Alright, I will take some of my PVC rod holders just in case but I will plan on using the cart if I can't get them solid in the rocks. I believe I have all the tackle I need. I have several Sting Silvers, Gotcha's, Hopkins, and Deadly Dicks. That should cover the mackerel and blues. As far as trout, red, and flounder, I plan on taking some DOA shrimp, gulp swimming mullet, Mirrolures, and cork to float some bait. 

I still need to try and find a net with a long handle. I don't really want to break a leg on the rocks trying to get a fish out of the water. It's a long walk back to the park with one leg. 

What is the optimal water temperature for the mackerel and blues to come into the jetty? Are trout and reds in there pretty much all year?


----------



## RjTheMetalhead

ZJGMoparman said:


> What is the optimal water temperature for the mackerel and blues to come into the jetty? Are trout and reds in there pretty much all year?


Blues tolerate much colder water than spanish but both should caught with water temps around 70.

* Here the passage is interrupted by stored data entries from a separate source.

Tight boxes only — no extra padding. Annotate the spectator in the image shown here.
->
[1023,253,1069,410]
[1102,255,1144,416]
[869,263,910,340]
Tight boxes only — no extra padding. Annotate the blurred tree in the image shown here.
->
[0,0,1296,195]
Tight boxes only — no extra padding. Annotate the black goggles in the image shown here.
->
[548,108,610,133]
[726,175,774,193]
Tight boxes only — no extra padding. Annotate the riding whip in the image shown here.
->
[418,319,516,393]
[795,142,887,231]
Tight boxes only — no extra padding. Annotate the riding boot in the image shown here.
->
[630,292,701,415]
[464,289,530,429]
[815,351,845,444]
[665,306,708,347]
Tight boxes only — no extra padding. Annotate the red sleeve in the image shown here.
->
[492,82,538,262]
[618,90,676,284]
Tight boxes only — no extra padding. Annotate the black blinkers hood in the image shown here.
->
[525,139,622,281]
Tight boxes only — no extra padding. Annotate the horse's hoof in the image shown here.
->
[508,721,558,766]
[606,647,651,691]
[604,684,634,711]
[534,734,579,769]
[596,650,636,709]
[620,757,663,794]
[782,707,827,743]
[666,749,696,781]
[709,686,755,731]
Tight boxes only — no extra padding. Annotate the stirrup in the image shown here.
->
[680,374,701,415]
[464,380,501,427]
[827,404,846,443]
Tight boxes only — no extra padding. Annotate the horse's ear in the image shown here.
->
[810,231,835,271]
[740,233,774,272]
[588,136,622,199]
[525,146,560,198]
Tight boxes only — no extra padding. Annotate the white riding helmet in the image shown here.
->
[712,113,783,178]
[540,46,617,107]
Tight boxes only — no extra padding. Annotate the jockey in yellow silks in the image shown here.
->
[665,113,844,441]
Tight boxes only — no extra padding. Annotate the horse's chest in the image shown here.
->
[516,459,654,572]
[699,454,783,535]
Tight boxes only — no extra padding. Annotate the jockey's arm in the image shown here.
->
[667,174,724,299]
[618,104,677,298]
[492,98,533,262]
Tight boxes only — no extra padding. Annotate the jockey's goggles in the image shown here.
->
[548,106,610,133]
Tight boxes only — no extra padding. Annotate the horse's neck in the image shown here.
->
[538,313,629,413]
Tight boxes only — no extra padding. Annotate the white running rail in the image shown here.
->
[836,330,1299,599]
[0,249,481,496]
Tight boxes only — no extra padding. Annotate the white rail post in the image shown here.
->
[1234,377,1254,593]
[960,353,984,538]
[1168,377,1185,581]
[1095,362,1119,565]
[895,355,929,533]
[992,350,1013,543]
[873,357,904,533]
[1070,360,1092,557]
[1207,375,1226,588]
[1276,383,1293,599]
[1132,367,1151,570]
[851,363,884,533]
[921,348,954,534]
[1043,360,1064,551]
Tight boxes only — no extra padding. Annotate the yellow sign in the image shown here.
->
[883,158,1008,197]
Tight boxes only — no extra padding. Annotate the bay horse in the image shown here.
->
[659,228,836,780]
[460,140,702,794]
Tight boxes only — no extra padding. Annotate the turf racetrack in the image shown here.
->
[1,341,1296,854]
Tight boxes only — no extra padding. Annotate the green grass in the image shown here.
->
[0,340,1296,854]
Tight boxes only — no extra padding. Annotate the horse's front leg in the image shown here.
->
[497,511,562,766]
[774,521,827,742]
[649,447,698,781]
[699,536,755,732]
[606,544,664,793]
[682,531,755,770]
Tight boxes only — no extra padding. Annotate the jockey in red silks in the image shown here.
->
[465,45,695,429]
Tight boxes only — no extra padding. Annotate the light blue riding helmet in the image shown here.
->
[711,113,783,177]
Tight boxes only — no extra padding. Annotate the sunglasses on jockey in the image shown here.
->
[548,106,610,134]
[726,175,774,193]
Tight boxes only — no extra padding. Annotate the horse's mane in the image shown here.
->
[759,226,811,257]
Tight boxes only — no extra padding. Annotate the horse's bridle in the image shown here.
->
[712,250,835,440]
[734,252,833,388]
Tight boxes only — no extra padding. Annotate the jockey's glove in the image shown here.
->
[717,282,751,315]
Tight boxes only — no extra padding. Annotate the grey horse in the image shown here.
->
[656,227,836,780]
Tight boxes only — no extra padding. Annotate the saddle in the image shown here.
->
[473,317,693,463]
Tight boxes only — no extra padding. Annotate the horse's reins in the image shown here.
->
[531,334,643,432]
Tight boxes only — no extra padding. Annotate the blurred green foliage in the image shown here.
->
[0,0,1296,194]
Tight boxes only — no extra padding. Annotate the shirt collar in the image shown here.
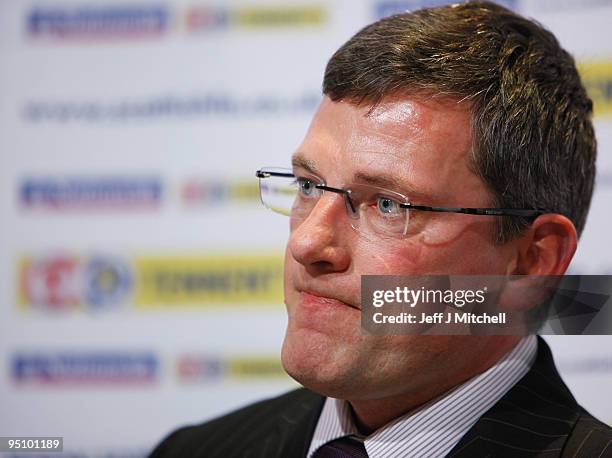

Blues can be caught with temps in 50s, spanish caught in the mid high 60s

And yes trout and spottails(redfish) can be caught a great portion of the year


----------



## SmoothLures

If you want to fish jigs, on the bottom anyway, you'll probably need 1 oz or so. The current can be absolutely ripping there. You could also use a Carolina rig with your artificial baits. My standard jetty rig is 18" 25 lb Seaguar fluorocarbon to a 1/0 Owner SSW J hook. This gets a live shrimp, mud minnow, finger mullet, Gulp shrimp, dead shrimp, or strip of mullet with as light of a egg sinker that you can feel hit bottom. Then toss out near the rocks, let it sink, sit a minute, then you should lift it up over the rocks and feel it as the current takes it over them. This will give you a natural presentation with the current. Works from a boat anyway!


----------



## GC Since73

Does anybody fish for sheepshead at the south jetty? Any tips would be appreciated.


----------



## ZJGMoparman

I have heard of people catching sheepshead in the rocks there. I personally have never fished there, but I would be interested to see what other people have to say. I know they like sand fleas.


----------



## ZJGMoparman

What is the current like in the jetty? I would think that being an Inlet, the current would be a little stronger. Is it possible to throw a small gulp bait on a jig head 1/4-3/8 oz? Or a topwater like the Chug Bug?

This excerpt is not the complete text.